In the New Testament, the event of Jesus breaks through (cf. Jn 3:16): the Son who reveals the love of the Father, his mercy, his forgiveness and his constant search for the sinful, lost and wounded man.
It is not by chance that Christ’s public ministry is marked to a great extent by contact with the sick.
Miraculous healings are one of the main characteristics of his ministry (cf. Mt 9:35; 4:23):  He heals the lepers and the paralytics (cf. Mk 1.490-42; 2;10-12);
He heals Simon’s mother-in-law and the centurion’s servant (cf. Mt 8:5-15);
He sets the demon-possessed free and heals all the sick who trust in Him (cf. Mk 6:56).

It is precisely his compassion for them and the numerous healings he performs that are presented as the sign that “God has visited his people” (Lk 7:16) and that the Kingdom of Heaven is at hand (cf. Lk 10:9); they reveal his divine identity, his Messianic mission (cf. Lk 7:20-23) and his love for the weak, to the point of identifying with them, when he says: “I was sick and you took care of me” (Mt 25:36).
The culmination of his identification takes place in the Passion, so that the Cross of Christ becomes the central sign of God’s solidarity with us and, at the same time, our possibility of sharing with Him in the work of salvation (cf. Col 1:24).
Even after the Resurrection, when the Lord entrusts to the disciples the mandate to continue his work, He tells them to care for the sick, to lay their hands on them and to blessing  in his name (cf. Mk 16:15-18).

The Bible, then, does not offer a banal and utopian answer to the question of sickness and death, nor a fatalistic response, that would justify everything by attributing it to an incomprehensible divine justice, or worse, to an inexorable destiny before which one can do nothing but bow down without understanding.
Biblical man, on the contrary, feels invited to face the universal condition of pain as a place of encounter with the closeness and compassion of God, the good Father, who with infinite mercy takes care of his wounded creatures in order to heal them, to raise them up again, and save them.

Thus, in Christ, even suffering is transformed into love, and the end of the things of this world becomes the hope of resurrection and salvation, as the author of the Book of Revelation reminds us (cf.

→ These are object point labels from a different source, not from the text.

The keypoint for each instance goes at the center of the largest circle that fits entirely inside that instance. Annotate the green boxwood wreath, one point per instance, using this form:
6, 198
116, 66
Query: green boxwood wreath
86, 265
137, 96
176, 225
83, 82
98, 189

Rev 21:4).

In reality, the way in which we live pain tells us about (1) our possibility of loving and letting ourselves be loved, (2) our ability to give meaning to the vicissitudes of existence in the light of charity, and (3) our willingness to accept limitation as an opportunity for growth and redemption[1].
It is what Saint John Paul II emphasized when, based on his personal experience, he indicated the path of suffering as a way of opening oneself to a greater love (cf. Apostolic Letter Salvifici doloris, 20).

Finally, one last aspect of the experience of illness that I would like to emphasise is that it teaches us to experience human and Christian solidarity, according to God’s style, which is closeness, compassion and tenderness.
The parable of the Good Samaritan reminds us that stooping before the pain of others is not an optional choice for man, but rather an indispensable condition, both for his full realization as a person and for the construction of an inclusive society, truly oriented towards the common good (cf. Encyclical Letter Fratelli tutti, 67-68).

Dear members of the Pontifical Biblical Commission, I express to you all my personal thanks and encouragement for the demanding work you carry out in the service of the Word of God, through research and teaching.
You are engaged in one of the most important areas of the inculturation of faith, which is a fundamental part of the Church’s mission.
Remember, however, that your work will grow to the extent that you are able to personally welcome the mystery of Incarnation in your life of faith.

Therefore, I wish you a fruitful continuation of your work, I invoke on you the light of the Holy Spirit, and I bless you from my heart. And, please, do not forget to pray for me. Thank you!